Cette réalité complexe recouvre deux problématiques, celle de la contradiction et celle du changement. Il nous faut changer 1, nous l’avons bien compris. Sauf que cela n’est pas spontané, le changement s’apprend. Dans le domaine des conduites humaines, tout comportement résulte d’un processus d’apprentissage ; et le changement peut donc être vu comme une modification du comportement par rapport à une situation donnée. Changer c’est en définitive apprendre de nouveaux comportements. Là est la difficulté, il nous faut apprendre et cela demande du temps ! Sèvre Environnement – tant les salariés de l’Association que ses administrateurs − s’est donnée pour mission de contribuer à ce long processus d’apprentissage.
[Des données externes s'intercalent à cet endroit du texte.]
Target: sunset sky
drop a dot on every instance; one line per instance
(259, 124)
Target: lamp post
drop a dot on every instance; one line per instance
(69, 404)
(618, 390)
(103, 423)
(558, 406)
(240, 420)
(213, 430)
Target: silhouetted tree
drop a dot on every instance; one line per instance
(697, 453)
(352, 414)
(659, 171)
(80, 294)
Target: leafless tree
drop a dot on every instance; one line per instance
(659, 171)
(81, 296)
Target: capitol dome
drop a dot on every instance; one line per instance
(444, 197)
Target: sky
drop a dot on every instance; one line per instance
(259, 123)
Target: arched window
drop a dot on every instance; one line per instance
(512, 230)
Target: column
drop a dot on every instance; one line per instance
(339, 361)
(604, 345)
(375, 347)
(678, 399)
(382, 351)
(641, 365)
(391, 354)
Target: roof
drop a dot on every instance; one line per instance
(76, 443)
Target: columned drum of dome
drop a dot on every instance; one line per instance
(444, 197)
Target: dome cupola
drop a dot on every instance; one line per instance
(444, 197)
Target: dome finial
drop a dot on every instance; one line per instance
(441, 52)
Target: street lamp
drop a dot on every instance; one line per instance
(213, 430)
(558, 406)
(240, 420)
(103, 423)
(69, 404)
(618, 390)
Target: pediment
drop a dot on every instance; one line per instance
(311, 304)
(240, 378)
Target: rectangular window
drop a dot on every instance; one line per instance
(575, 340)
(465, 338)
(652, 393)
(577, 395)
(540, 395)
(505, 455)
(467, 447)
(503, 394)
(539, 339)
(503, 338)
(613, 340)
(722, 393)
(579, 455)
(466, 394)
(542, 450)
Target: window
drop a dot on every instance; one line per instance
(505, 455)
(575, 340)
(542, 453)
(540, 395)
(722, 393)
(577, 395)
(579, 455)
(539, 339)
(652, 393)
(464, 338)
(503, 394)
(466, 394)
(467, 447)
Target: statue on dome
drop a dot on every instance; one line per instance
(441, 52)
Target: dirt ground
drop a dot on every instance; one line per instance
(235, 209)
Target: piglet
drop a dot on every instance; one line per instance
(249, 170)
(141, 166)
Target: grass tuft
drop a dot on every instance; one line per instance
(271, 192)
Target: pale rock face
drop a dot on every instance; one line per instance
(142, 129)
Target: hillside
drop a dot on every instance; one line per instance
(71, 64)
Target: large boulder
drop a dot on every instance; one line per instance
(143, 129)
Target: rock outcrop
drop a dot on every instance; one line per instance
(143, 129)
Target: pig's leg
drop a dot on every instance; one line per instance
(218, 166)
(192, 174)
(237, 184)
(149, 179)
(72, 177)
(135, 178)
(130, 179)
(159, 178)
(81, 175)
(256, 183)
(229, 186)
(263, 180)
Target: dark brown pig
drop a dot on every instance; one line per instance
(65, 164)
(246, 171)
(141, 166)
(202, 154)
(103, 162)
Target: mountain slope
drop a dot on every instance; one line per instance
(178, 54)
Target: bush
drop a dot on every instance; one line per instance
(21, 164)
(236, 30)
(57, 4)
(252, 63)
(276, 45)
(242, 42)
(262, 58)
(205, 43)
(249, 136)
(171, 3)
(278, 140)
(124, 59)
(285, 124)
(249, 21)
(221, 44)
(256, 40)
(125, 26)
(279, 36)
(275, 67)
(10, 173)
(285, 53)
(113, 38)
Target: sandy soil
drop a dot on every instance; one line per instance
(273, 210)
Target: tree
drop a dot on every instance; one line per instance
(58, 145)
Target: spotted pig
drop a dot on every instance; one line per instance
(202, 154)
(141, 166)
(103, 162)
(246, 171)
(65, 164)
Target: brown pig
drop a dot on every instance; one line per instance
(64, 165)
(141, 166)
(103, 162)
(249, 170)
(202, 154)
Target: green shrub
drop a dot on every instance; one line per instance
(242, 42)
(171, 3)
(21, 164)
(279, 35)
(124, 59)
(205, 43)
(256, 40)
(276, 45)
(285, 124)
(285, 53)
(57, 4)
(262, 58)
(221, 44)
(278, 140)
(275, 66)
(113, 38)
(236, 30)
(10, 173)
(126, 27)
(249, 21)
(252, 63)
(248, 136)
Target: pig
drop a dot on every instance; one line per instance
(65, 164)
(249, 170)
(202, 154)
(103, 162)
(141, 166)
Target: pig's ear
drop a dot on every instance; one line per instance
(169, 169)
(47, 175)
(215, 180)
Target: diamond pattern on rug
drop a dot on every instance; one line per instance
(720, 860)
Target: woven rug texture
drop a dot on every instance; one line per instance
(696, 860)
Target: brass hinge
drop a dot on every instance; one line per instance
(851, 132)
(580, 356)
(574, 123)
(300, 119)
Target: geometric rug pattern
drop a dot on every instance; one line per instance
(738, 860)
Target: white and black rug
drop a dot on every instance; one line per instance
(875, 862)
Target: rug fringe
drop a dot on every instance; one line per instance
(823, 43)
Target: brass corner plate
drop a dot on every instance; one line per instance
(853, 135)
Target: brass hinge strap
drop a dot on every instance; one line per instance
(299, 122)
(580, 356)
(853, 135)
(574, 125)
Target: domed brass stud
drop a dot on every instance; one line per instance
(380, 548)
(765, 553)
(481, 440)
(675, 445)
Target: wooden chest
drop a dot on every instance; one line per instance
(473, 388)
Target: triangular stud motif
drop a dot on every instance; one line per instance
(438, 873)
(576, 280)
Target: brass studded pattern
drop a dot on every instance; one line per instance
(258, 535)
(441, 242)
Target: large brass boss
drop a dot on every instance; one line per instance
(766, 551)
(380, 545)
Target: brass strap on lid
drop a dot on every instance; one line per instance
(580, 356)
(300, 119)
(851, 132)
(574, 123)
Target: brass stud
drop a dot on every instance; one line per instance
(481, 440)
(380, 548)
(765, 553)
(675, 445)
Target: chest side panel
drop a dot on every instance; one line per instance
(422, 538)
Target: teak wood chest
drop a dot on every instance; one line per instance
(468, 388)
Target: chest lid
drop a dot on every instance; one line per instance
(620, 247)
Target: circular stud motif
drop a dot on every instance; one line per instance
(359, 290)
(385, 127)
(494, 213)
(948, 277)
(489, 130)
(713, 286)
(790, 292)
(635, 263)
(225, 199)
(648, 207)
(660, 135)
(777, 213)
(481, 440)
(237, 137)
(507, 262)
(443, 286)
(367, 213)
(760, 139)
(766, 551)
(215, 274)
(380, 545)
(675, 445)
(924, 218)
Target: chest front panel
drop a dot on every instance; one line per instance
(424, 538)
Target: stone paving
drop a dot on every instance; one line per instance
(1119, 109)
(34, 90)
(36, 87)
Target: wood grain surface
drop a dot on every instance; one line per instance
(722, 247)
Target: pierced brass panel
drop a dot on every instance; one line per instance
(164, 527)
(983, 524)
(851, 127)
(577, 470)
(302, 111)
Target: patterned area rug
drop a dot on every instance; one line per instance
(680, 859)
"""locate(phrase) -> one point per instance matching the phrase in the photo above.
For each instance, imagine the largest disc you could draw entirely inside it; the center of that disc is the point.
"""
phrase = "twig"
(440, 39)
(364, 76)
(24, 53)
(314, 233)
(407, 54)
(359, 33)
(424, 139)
Quant à la contradiction, elle ne doit pas nous contraindre au surplace, tétanisés par nos incohérences, incapables d’avancer. Au contraire, la contradiction peut être le moteur 2 du changement souhaité. A l’image d’un Edgar Morin qui prône la dialogique, capable d’intégrer les contradictions pour avancer, il nous faut cheminer vers cet horizon qui nous rend plus cohérent avec nous-même et avec notre environnement. Pour une fois, regardons nos pieds quand nous progressons sur nos chemins de randonnée. Que voyons-nous ? Le pied droit vient sans cesse contredire le pied gauche et réciproquement, dans une compétition qui leur est propre. N’empêche, globalement le bonhomme avance et, finalement, ça marche !

 

1 L’idée de cet éditorial est issue de la lecture d’un dossier paru dans Le Monde du mardi 14 mars 2017, intitulé Ecologie : aux actes citoyens ! Il y est notamment fait référence à la nécessité de « changer ses habitudes. »

2 Nous pensons la contradiction positivement comme un battement qui entretient la vie ; à l’image du cœur qui bat et qui fait vivre l’être qu’il irrigue.